United States National Museum
Bulletin 210
THE FIRST
QUARTER-CENTURY OF
STEAM LOCOMOTIVES
IN NORTH AMERICA
Remaining Relics and Operable Replicas
with a Catalog of Locomotive Models
in the U. S. National Museum
by SMITH HEMPSTONE OLIVER
Curator of Land Transportation
United States National Museum
SMITHSONIAN INSTITUTION · WASHINGTON, D.C. · 1956
ADVERTISEMENT
The scientific publications of the National Museum include two series known, respectively, as Proceedings and Bulletin.
The Proceedings series, begun in 1878, is intended primarily as a medium for the publication of original papers based on the collections of the National Museum, that set forth newly acquired facts in biology, anthropology, and geology, with descriptions of new forms and revisions of limited groups. Copies of each paper, in pamphlet form, are distributed as published to libraries and scientific organizations and to specialists and others interested in the different subjects. The dates at which these separate papers are published are recorded in the table of contents of each of the volumes.
The series of Bulletins, the first of which was issued in 1875, contains separate publications comprising monographs of large zoological groups and other general systematic treatises (occasionally in several volumes), faunal works, reports of expeditions, catalogs of type specimens, special collections, and other material of similar nature. The majority of the volumes are octavo in size, but a quarto size has been adopted in a few instances.

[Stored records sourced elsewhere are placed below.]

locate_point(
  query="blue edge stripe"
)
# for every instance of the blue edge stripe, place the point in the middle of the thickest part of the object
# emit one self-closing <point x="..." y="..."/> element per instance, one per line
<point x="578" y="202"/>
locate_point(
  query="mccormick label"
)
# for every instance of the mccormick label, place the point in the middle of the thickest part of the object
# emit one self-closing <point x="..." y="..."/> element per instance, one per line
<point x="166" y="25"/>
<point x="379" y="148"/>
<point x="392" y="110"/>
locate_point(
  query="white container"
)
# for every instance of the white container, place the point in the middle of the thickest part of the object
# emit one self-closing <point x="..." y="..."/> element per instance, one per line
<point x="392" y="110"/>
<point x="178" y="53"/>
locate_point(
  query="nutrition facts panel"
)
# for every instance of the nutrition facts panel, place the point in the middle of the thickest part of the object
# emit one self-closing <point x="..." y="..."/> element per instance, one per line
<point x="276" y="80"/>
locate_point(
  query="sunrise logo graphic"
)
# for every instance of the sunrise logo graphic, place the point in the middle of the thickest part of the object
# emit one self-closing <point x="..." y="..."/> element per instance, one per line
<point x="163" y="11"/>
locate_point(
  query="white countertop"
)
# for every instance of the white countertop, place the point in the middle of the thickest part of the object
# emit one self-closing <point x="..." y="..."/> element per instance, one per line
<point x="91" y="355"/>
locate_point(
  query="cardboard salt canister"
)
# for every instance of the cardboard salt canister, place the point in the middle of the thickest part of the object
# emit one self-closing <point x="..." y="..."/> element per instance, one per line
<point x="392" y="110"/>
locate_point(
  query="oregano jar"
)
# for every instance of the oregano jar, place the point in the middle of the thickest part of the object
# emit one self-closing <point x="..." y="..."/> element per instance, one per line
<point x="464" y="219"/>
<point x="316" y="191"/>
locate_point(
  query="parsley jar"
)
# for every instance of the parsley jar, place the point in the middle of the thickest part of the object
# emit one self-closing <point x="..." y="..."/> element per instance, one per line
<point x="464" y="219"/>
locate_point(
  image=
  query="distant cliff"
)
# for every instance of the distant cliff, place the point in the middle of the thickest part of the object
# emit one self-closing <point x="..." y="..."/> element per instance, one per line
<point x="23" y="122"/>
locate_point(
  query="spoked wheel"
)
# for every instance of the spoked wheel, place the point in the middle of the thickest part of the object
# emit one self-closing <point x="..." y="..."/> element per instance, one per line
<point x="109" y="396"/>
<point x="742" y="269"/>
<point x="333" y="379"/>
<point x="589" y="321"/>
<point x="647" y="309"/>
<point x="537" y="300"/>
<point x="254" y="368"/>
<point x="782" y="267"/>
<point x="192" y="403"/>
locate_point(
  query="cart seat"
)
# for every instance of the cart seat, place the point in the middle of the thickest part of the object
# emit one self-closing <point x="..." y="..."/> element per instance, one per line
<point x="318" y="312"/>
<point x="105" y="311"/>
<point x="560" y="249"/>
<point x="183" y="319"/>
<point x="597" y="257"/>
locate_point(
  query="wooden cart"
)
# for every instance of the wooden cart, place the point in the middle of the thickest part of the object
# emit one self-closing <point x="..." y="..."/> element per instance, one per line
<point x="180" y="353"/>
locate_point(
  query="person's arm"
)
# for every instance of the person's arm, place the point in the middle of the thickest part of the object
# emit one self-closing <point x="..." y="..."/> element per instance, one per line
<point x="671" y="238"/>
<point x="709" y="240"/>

In the Bulletin series appear volumes under the heading Contributions from the United States National Herbarium, in octavo form, published by the National Museum since 1902, which contain papers relating to the botanical collections of the Museum.
The present work forms No. 210 of the Bulletin series.
Remington Kellogg, Director, United States National Museum.
CONTENTS
Page [Foreword: The vanishing iron horse] 4 [Remaining relics and operable replicas representing the first quarter-century of steam locomotives in North America] 6 [America’s first rail locomotive] 10 [Two British-built locomotives] 14 [Peter Cooper and Phineas Davis] 22 [The West Point Foundry Association] 26 [National Museum’s John Bull] 38 [Three Grasshoppers] 47 [Two midwestern locomotives] 53 [A One-Armed Billy] 58 [A Rocket in America] 60 [A Canadian relic] 63 [The final decade] 66 [Supplement: Models, in the National Museum, of locomotives not included in this work] 75 [Picture credits] 104 [Acknowledgments] 105 [Bibliography] 106 [Index] 109
FOREWORD
The Vanishing Iron Horse
As the midpoint of the 20th century was reached, the curtain was falling upon the final phases of steam locomotive operation in North America. Almost certainly, after another decade there would remain in service comparatively few representatives of the engine which had been the primary source of motive power of the railroads for over a hundred years.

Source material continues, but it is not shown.